Roughly 450MW is under construction and will be connected to the grid in 2013, says Christian Johannes, general manager of Turkey-based wind consultancy Re-consult. Andi Aranitasi, a senior banker at the European Bank for Reconstruction and Development says he expects Turkey's wind capacity could rise by as much as 800-1000MW this year.

Johannes points to expectations that energy regulator EMRA may seek new applications for wind farm licenses this year, tenders for existing wind farm expansions and the development of new sites. He says that while 9.2GW of wind projects already have or are eligible for licenses, only about half of that capacity is likely to be operating in the next three or four years.

The reason is that the extremely high fees some investors agreed to pay in a grid connection tender has made those projects financially unfeasible. EMRA must therefore issue new licenses if the government is to get anywhere near to its capacity target.

turkey capacity pieAccording to figures from Turkish energy regulator EMRA, Turkey's installed wind capacity amounted to about 2.13GW at the end of 2012. This is 332MW, or 18.5% more, than the 1.8GW recorded at the end of 2011.

In the meantime, Turkey's wind sector continues to grow despite the lack of a strong incentive system, although a higher feed-in-tariff (FIT) continues to rank high on the wish list of many market participants. Turkey offers a feed-in-tariff of $0.073/kWh, although the tariff has rarely been used since market energy prices have historically been about 10-20% higher.

Electricity prices are expected to rise in 2013. "The FIT is seen as being more of a safety net than the driver for the market," says Aranitasi. "Perhaps wind has developed a little bit less quickly than the government would like, but the projects that have been developed are usually the ones with the better capacity factors that are more commercially viable."

While a FIT of up to $0.11/kWh for projects with locally manufactured content is foreseen, no producers are known to have secured the local content premium, although that could change after secondary legislation was approved last year clarifying local content requirements.

Since $0.11/kWh is the tariff if the entire turbine is manufactured in Turkey, and no company yet does that, the highest price realistically available now is $0.087/kWh, says Aranitasi. This is the FIT offered for using locally manufactured towers and blades, the two components currently manufactured in Turkey.

Merchant risk has complicated project financing, and non-recourse project financing is not yet a feature of the market, although Turkish companies have not shied away from taking on this risk. While a core group of foreign investors has gained a strong foothold in the Turkish market, this has almost always been through joint ventures with local partners.

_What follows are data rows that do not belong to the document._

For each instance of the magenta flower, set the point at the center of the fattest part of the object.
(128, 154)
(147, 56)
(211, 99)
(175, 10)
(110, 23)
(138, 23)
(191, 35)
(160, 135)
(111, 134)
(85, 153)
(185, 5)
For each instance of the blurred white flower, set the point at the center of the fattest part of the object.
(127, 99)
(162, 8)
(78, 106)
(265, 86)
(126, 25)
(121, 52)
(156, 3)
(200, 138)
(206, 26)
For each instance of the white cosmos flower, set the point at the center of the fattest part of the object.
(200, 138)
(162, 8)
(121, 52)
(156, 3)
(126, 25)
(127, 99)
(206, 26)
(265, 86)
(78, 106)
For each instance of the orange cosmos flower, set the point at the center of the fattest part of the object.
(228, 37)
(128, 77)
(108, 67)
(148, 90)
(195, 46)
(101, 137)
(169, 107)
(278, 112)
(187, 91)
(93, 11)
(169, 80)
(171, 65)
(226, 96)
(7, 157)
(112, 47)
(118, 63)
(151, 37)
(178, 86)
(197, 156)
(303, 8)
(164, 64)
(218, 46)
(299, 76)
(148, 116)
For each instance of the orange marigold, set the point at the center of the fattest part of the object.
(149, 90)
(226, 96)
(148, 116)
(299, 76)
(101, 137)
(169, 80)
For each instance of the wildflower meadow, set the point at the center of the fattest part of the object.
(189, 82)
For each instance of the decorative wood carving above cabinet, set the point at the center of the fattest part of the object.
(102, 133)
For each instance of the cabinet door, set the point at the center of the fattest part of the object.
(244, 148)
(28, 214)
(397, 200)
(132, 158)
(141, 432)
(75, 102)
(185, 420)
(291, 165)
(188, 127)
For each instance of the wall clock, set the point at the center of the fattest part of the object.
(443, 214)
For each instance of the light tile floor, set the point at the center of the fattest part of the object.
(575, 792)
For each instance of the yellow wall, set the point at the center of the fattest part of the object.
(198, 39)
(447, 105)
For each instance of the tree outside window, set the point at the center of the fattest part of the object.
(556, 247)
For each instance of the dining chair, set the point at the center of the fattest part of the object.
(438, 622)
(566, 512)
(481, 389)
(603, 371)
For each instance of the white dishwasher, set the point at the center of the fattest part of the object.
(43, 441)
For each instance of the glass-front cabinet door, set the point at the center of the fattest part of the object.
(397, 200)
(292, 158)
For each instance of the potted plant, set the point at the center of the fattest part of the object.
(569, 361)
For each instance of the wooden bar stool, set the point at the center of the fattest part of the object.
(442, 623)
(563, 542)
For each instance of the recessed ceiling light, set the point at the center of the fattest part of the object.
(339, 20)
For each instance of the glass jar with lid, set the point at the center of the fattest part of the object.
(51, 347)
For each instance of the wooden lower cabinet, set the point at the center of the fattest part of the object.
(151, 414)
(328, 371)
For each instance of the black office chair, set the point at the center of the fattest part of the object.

"When we entered the market in 2006 or 2007, it was truly a greenfield market," says Gokhan Baykam, CEO of Italian renewable energy developer and operator Relight. "Now there's a decent installed capacity and a good level of know-how and it's much easier to set up a joint venture." A major reason Turkey is continuing to attract foreign investors despite low incentive prices is the country's strong wind resources, says Baykam. "All of our projects have capacity factors above 30%."